Please feel free to contribute. I know there are more scams, but here are the most common ones floating around on the likes of Discord and other chat services.

Scams are all over Discord and the internet in general, please take a moment to familiarise yourself with the following types of scam:

(this was taken from a post I made on Discord, and needs to be rewritten into the format of this document)

PSA You may or may not know, but luckily none of the members in this server appear to have been affected by this as yet, so I wanted to take some time to ping out the info before someone eventually falls for it!

If you join a server that requests you to verify your account by scanning a Discord QR code with the Discord mobile app, this is a scam and will steal your account. By scanning those Discord QR codes with the mobile app, you are granting scammers access to your account.

Never scan any Discord QR code with the Discord app unless you are using it to log into your account on the desktop/web application (at https://discord.com/login).

This is what the Discord QR code looks like: https://ss1.projectge.com/api/v1/81ee429c-40f1-4f6e-8e82-ee962fff8488

... and here is what the scam looks like: https://ss1.projectge.com/api/v1/f789f65d-bfea-44b8-a035-8b989c22c4db

||[@ everyone] sorry for ping, but I want to make sure y'all know and stay safe!||

Summary:

A user will send you a message asking you to test their "game" or "software". Sometimes they will invite you to a Discord server.

If you download and open this file, it will steal your Discord account and potentially any passwords in all installed browsers.

This scam happens on Itch.io, too.

This is the most dangerous scam. They will get your Debit/Credit card and login details.

How it works:

This malware will:

1. Steal your passwords from any browser you have installed.
2. Steal your Discord auth token. (bypassing 2FA)
3. Buy Nitro + Gifts on your stolen Discord account.
4. Steal your Exodus Crypto wallet
5. (potentially) Install a RAT (Remote Administration Tool) on your device, giving attackers control of your computer.

Scammers then use your account to spread the malware to your friends and servers.

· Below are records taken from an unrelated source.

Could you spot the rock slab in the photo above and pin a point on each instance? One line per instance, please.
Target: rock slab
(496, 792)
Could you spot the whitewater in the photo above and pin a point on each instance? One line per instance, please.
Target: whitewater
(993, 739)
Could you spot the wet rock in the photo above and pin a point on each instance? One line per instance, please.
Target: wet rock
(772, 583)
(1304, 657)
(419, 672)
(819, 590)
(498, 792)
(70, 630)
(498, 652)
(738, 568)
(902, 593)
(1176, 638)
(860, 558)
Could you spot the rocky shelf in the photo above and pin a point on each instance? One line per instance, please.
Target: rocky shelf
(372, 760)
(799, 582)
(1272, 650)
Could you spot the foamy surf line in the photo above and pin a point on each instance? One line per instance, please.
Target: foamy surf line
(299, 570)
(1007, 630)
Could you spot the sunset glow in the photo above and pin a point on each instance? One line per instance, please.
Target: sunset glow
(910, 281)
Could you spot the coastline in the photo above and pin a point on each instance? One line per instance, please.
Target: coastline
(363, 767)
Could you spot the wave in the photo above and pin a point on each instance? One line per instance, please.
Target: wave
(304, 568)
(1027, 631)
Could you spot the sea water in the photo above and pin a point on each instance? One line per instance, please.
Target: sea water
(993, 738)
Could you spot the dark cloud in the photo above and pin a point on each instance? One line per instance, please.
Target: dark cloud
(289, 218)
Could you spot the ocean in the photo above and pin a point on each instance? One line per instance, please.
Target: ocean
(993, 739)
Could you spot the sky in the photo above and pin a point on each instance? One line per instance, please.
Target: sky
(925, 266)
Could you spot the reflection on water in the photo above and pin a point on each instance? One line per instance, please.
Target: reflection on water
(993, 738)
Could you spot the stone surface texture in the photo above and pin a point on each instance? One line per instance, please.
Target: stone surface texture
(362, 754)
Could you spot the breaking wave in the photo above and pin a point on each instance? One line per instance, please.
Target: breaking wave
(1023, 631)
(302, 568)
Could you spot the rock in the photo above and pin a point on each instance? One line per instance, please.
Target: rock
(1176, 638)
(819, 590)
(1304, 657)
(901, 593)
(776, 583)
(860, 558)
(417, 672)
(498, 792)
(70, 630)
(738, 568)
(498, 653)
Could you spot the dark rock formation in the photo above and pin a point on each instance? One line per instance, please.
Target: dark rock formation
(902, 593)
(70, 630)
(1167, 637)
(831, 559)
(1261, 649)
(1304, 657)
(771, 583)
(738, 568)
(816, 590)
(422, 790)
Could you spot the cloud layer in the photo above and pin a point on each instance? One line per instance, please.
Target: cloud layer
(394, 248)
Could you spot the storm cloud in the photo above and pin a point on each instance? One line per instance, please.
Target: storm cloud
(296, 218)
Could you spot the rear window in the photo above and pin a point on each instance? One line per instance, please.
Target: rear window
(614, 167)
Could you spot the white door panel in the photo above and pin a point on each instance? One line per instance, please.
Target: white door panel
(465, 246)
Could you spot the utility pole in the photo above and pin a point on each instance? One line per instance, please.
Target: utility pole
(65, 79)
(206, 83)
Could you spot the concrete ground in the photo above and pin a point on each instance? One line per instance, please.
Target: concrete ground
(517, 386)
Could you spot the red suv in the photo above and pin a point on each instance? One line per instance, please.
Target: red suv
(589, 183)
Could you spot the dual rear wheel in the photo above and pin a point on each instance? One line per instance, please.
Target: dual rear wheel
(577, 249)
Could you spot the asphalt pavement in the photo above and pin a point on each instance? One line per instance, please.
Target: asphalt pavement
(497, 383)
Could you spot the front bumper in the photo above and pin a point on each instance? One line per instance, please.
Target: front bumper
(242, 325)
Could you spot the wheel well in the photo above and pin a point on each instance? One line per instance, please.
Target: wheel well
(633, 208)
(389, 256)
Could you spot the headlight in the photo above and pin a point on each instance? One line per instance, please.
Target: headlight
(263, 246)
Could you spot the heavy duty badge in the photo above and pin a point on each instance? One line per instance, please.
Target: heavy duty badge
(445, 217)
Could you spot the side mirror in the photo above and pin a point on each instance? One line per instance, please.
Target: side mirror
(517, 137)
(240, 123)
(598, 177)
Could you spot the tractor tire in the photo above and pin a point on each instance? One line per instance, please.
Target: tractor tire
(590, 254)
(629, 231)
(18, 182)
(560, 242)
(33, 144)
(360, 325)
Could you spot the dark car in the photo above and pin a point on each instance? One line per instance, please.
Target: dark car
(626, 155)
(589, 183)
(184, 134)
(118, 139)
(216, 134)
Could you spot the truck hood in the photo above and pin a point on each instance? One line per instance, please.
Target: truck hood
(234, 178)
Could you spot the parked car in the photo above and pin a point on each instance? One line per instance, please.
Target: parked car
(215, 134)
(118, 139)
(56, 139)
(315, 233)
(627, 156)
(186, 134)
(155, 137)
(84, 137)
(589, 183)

They then sell your account after buying Nitro and Gifts.

Advice:

• Do not download this file. Report the user to Discord.
• Do not download any file if you do not trust the user or website.
• Be very sceptical of any files you download.

Summary:

A user (usually a bot) will send you a message, telling you that you've won X number of months of free Nitro.

How it works: This message contains a link to a website that looks similar to Discord. It then prompts you to login with an account (usually Steam).

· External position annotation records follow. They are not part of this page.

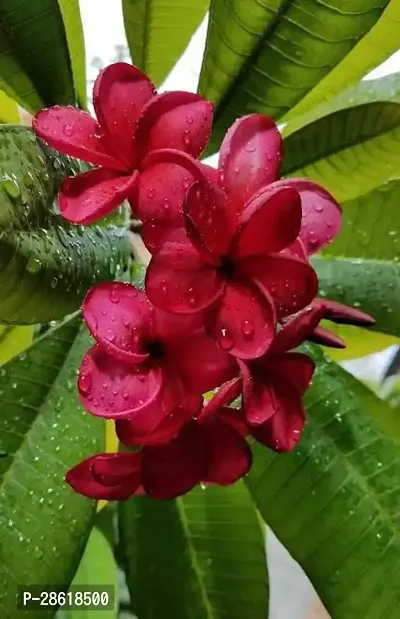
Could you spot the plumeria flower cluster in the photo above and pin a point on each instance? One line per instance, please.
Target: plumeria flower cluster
(229, 294)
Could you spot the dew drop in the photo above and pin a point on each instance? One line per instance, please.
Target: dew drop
(248, 328)
(85, 383)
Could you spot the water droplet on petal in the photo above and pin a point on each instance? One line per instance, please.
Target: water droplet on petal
(85, 383)
(248, 328)
(225, 339)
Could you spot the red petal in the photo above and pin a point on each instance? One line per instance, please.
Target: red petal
(112, 389)
(343, 314)
(290, 282)
(178, 120)
(225, 395)
(82, 480)
(322, 215)
(209, 222)
(296, 368)
(245, 321)
(297, 329)
(75, 133)
(201, 364)
(161, 191)
(118, 316)
(155, 235)
(173, 469)
(269, 222)
(119, 94)
(259, 402)
(89, 196)
(283, 431)
(179, 281)
(229, 455)
(235, 418)
(250, 158)
(156, 428)
(326, 338)
(111, 469)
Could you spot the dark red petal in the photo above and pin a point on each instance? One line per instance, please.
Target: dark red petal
(178, 120)
(111, 469)
(119, 318)
(89, 196)
(119, 94)
(290, 282)
(161, 191)
(296, 249)
(322, 215)
(179, 281)
(270, 222)
(297, 329)
(113, 389)
(294, 367)
(225, 395)
(283, 431)
(209, 221)
(250, 158)
(200, 363)
(156, 428)
(75, 133)
(155, 235)
(234, 417)
(244, 322)
(259, 403)
(82, 480)
(229, 454)
(343, 314)
(326, 338)
(173, 469)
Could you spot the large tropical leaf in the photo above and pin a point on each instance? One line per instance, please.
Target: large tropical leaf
(35, 67)
(266, 57)
(372, 50)
(8, 109)
(97, 568)
(159, 30)
(13, 340)
(46, 264)
(43, 432)
(201, 556)
(335, 501)
(74, 32)
(362, 266)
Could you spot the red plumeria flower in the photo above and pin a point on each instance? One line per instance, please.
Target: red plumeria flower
(207, 450)
(147, 366)
(132, 121)
(234, 265)
(249, 160)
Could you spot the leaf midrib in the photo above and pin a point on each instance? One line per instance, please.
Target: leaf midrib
(195, 564)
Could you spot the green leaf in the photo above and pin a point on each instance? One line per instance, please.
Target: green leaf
(201, 556)
(46, 264)
(8, 109)
(158, 32)
(350, 152)
(96, 568)
(43, 432)
(367, 246)
(266, 57)
(74, 32)
(335, 501)
(35, 67)
(13, 340)
(372, 50)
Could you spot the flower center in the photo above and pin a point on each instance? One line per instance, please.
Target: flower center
(226, 267)
(155, 349)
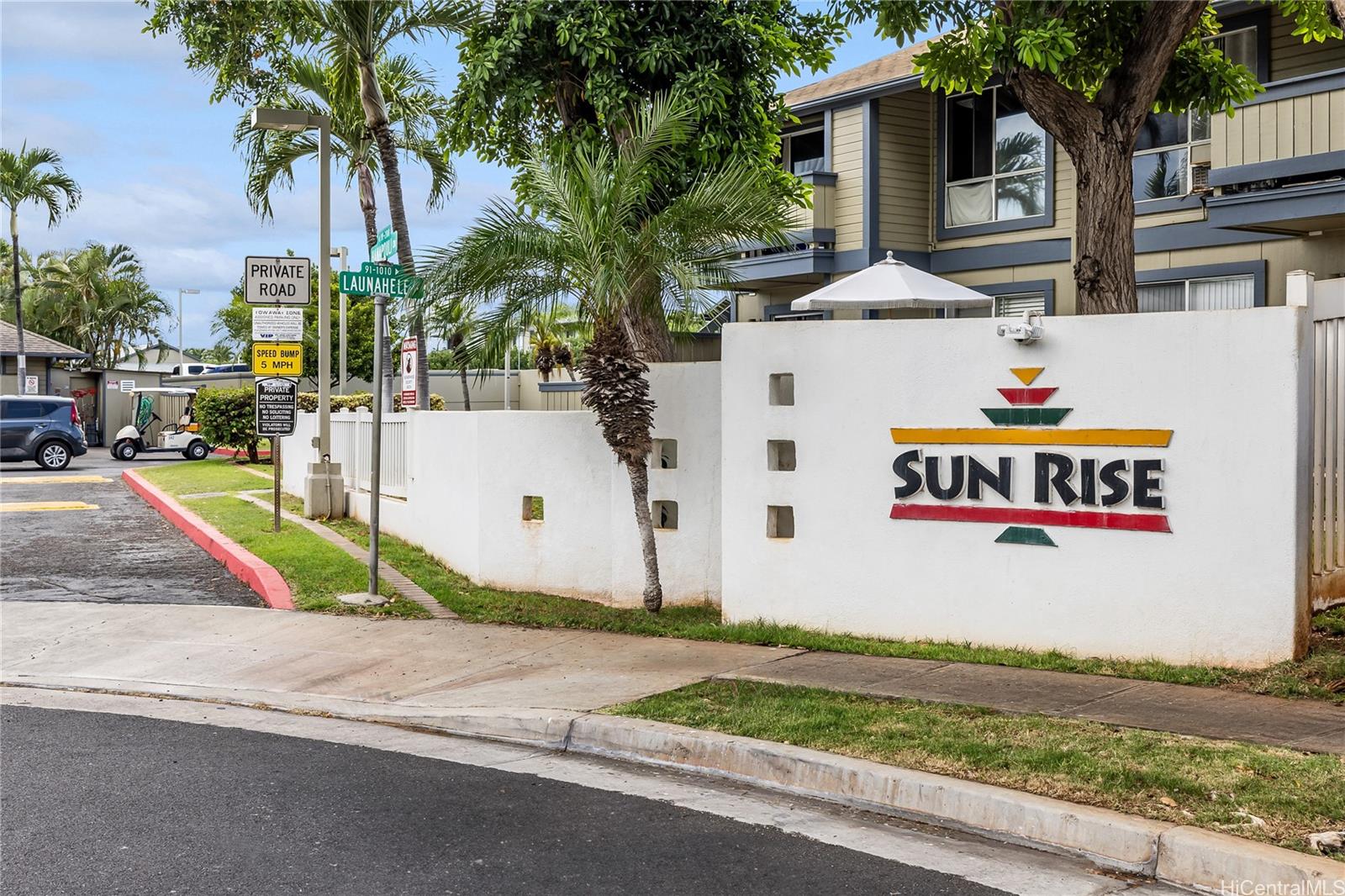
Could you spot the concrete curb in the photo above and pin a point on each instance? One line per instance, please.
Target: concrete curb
(1174, 853)
(248, 567)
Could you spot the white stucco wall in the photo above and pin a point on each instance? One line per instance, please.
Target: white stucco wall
(470, 472)
(1226, 586)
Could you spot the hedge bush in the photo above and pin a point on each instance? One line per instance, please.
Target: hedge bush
(228, 419)
(309, 401)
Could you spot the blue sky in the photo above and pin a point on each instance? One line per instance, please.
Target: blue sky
(156, 161)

When you click login, it shows you a fake popup window. It looks very real, it even has the steamcommunity.com in the address bar.

However, this popup is just embedded HTML designed to look like a popup.

It will steal your Steam account. Or whatever account it asks you for.

Advice:

• Do not click these links.
• Hit the "Report Spam" button in the Direct Message chat.
• The ONLY domain for Discord is discord.com and dis.gd (short domain).
• Previously known as discordapp.com.
• Discord will never ask you for your Steam login credentials. (That includes every other service this scam targets)
• If Discord ever gives out free Nitro, it will be made obvious via a notification banner at the top of the window. Never in Direct Messages.

Summary:

A user (usually a bot) will send you a message, telling you about their amazing "pump signals" server which "will make you rich".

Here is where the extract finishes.